I appreciate the good intentions in this attempt to protect at least some children, and I’m not going to work for the defeat of a candidate solely on the basis of supporting Pain-Capable in its current form. I just have to wonder why the exception is in there. From a pragmatic point of view, does it gain any votes over a no-exceptions bill?
I don’t know, but I can recall a situation in New Hampshire last year when one abortion bill had no rape-and-incest exception while two others did. Was there a big difference in the results among those three votes? Not really. From my March 15, 2016 post:
There were three bills [in NH in 2016] to restrict mid- and late-term abortions. One of them, HB 1328, would have instituted a 20-week limit with an exception for abortions following rape or incest. The other bills would have limited abortions at viability (HB 1625) and at the point where the preborn child can feel pain (HB 1636). Was there any tactical advantage to including exceptions in one of the bills?

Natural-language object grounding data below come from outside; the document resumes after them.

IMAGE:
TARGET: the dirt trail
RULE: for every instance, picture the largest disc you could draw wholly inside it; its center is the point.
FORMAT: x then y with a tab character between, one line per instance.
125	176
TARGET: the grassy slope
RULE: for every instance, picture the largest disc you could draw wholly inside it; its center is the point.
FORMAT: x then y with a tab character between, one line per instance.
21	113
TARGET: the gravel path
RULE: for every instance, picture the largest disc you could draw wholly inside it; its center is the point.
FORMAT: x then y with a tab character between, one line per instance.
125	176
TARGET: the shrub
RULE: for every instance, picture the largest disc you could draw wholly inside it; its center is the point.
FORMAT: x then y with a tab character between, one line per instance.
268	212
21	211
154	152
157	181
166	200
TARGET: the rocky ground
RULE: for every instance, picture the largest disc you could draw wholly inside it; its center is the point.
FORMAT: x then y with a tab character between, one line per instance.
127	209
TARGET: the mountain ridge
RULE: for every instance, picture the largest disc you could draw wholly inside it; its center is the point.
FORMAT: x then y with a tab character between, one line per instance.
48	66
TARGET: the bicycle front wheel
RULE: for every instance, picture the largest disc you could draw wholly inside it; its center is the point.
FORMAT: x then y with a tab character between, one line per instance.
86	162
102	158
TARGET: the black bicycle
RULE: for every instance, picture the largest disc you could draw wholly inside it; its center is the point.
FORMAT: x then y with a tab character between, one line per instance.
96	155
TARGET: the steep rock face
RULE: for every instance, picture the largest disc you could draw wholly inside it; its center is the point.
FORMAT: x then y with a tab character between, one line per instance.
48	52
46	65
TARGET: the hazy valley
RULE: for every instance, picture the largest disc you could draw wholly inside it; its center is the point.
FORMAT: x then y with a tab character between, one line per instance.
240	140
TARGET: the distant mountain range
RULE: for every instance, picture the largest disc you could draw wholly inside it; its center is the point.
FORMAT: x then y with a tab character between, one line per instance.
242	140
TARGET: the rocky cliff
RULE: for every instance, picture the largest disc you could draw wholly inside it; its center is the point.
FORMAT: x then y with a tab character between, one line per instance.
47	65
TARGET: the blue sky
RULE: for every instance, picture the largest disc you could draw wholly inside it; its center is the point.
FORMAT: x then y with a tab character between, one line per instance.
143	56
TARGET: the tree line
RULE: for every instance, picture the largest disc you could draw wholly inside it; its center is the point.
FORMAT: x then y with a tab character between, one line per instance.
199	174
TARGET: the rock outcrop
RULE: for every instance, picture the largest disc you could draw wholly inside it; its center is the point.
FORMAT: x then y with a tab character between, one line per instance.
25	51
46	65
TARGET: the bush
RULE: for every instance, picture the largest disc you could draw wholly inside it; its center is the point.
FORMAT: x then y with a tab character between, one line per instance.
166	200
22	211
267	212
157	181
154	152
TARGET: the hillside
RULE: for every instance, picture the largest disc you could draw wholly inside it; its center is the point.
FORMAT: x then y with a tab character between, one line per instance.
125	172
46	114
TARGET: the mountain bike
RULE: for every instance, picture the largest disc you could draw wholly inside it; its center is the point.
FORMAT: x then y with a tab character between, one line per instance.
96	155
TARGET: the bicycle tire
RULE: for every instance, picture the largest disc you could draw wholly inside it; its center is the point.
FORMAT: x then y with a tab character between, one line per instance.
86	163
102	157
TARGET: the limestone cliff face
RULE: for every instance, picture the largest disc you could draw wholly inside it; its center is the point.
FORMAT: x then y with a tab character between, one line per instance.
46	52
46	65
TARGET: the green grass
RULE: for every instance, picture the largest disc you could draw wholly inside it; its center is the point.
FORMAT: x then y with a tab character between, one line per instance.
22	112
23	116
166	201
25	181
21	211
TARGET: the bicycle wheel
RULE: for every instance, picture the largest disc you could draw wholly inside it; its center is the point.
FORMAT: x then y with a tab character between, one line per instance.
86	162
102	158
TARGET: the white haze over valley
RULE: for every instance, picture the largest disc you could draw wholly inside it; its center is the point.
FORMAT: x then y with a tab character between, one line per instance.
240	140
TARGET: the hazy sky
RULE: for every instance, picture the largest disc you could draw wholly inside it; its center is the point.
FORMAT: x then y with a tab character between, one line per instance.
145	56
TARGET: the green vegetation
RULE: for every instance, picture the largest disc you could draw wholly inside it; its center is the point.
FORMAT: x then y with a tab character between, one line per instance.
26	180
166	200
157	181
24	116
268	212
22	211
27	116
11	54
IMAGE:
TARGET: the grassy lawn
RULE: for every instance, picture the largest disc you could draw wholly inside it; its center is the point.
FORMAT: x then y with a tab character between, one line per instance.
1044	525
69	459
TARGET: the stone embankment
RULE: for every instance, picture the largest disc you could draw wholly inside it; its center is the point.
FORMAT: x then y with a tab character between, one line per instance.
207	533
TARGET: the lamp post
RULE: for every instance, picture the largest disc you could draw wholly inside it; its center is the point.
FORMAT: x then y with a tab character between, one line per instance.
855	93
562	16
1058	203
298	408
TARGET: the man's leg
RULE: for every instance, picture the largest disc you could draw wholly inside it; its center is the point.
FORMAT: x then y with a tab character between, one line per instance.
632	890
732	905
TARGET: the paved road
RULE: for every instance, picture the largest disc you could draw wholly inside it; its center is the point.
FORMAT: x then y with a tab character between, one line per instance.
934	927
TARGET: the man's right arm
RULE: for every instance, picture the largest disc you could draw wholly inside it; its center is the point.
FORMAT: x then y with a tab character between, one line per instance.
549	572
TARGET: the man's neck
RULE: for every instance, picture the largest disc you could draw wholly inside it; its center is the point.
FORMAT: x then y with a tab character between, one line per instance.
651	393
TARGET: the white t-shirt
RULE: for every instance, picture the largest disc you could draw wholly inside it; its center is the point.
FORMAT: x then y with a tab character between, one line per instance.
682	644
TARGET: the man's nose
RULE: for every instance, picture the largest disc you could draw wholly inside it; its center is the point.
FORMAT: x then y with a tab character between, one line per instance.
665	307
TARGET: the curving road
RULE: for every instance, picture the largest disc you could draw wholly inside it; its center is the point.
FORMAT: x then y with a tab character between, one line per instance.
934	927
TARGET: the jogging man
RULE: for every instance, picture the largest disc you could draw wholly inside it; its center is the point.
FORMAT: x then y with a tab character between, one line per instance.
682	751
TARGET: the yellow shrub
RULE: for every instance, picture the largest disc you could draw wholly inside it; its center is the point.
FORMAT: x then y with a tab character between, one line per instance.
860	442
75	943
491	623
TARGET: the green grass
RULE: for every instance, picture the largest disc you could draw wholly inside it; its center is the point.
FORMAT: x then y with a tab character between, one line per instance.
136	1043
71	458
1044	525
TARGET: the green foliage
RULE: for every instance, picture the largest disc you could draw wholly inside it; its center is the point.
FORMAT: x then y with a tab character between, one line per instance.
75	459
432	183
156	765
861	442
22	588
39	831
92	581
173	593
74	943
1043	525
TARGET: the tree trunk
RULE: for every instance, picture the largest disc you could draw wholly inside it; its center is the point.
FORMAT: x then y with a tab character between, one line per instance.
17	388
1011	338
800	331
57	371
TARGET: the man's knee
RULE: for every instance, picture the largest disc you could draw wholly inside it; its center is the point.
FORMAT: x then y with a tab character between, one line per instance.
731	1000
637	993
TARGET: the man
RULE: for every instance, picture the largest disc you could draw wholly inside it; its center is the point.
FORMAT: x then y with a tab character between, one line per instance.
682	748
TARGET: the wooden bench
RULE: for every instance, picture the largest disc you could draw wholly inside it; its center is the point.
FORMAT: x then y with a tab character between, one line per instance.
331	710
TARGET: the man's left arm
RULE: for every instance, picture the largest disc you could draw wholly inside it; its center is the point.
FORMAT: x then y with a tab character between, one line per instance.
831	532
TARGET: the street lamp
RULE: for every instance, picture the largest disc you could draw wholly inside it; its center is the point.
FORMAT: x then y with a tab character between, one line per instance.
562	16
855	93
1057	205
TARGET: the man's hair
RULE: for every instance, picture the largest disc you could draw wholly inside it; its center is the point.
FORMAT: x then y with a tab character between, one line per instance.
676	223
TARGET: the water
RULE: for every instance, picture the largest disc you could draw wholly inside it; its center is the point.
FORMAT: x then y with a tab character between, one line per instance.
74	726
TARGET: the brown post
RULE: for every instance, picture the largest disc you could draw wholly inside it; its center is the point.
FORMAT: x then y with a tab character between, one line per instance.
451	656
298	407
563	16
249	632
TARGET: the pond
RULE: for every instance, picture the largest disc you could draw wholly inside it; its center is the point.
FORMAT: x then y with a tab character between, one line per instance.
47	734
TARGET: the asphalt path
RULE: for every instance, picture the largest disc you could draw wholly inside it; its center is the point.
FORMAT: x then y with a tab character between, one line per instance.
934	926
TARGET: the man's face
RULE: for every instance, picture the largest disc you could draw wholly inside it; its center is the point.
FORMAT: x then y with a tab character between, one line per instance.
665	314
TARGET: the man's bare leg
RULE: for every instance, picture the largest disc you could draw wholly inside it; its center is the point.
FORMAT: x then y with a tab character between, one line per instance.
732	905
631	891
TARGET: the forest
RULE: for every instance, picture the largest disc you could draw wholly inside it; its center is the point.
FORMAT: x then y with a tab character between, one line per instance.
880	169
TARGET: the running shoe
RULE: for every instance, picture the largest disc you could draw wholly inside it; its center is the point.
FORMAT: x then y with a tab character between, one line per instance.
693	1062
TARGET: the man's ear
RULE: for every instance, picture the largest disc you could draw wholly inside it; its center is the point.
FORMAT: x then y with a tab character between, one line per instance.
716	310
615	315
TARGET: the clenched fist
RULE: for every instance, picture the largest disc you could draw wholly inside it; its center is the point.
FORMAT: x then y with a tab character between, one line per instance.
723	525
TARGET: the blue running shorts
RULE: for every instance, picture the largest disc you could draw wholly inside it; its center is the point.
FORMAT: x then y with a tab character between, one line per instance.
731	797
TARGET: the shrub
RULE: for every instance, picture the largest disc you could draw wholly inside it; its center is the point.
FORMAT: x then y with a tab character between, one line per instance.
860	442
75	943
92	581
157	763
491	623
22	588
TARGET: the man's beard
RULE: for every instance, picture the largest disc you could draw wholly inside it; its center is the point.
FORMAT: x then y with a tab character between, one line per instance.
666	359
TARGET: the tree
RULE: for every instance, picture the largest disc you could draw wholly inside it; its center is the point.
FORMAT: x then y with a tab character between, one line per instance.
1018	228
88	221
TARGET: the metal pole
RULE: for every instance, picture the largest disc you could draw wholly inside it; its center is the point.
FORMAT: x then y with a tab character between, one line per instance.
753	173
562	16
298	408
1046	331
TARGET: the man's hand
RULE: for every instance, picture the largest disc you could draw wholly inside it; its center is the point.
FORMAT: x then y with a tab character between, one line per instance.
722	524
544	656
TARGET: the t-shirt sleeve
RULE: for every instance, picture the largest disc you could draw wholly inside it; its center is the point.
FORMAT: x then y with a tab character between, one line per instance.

Not that I could see. Only seven representatives voted FOR the bill with exceptions and AGAINST the other two mid- and late-term bills. On the other hand, twelve representatives did the opposite, opposing the exceptions bill while supporting the HB 1625 and HB 1636.
All three of those bills failed, although HB 1625 – to prohibit abortion after viability, without a rape-and-incest exception – lost by only three votes.
Congressman Steve Scalise, the Republican Majority Whip, has acknowledged that passage of the Pain-Capable Act in Congress took some effort. I expect the same will be true in the Senate.
Whose Senate vote will be granted or withheld on the basis of exceptions language? Is there any tactical advantage to the exceptions? I don’t know, but what I saw in Concord in 2016 makes me wonder.